Valence is the representation of the knowledge speakers have about what other kinds of constituents a word needs to combine with. You will remember from traditional grammar the distinction between intransitive and transitive verbs. These are just names for those verbs, respectively, which do not need a direct object (i.e. the verb disappear) and those which do (like see).

In Lexical-Functional Grammar, the valence of a word is expressed by the value of its PRED(icate) feature:

(3)
John disappeared.
[PRED   'DISAPPEAR<SUBJ>']

(4)
Joe saw Fred.
[PRED   'SEE<SUBJ, OBJ>']

Exercise 4.7

• Open the project Grammer 4
• Add annotated grammar rules for S, VP, and NP to parse sentences (1)-(2).
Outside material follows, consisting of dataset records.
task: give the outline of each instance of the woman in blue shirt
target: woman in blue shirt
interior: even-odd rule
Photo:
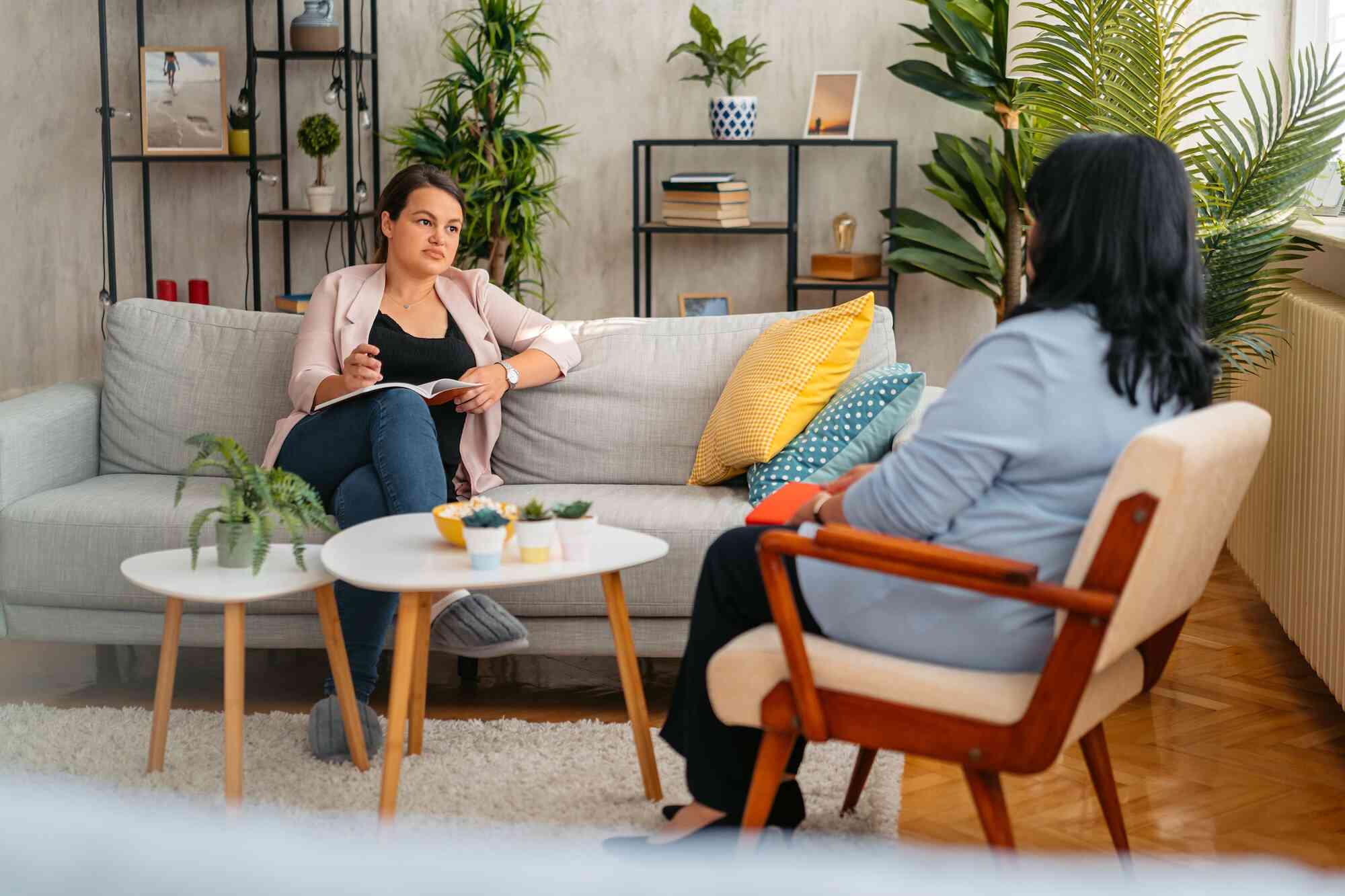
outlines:
[[[1028,301],[959,366],[920,432],[803,507],[794,525],[845,523],[1036,564],[1060,581],[1112,464],[1143,428],[1210,402],[1204,268],[1190,183],[1143,136],[1065,140],[1028,186]],[[663,739],[687,760],[694,803],[655,837],[685,844],[741,821],[761,733],[720,722],[705,669],[772,622],[756,558],[764,527],[710,548]],[[803,628],[869,650],[997,671],[1041,669],[1045,607],[802,558],[788,564]],[[804,814],[794,772],[771,825]],[[671,813],[670,813],[671,814]]]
Do not change the lexicon yet!
• Add (1)-(4) as test sentences with their grammaticality status.
• Parse.
• Add the correct PRED feature to the lexical entries of the verbs.
• Parse.

Homework

Read the following pages in the textbook:
section 2.2: p. 13-17 
section 2.3: p. 22-25
section 2.3.2: everything

Note: You will probably not understand everything in these pages! Do your best on the basis of what we've done in class so far.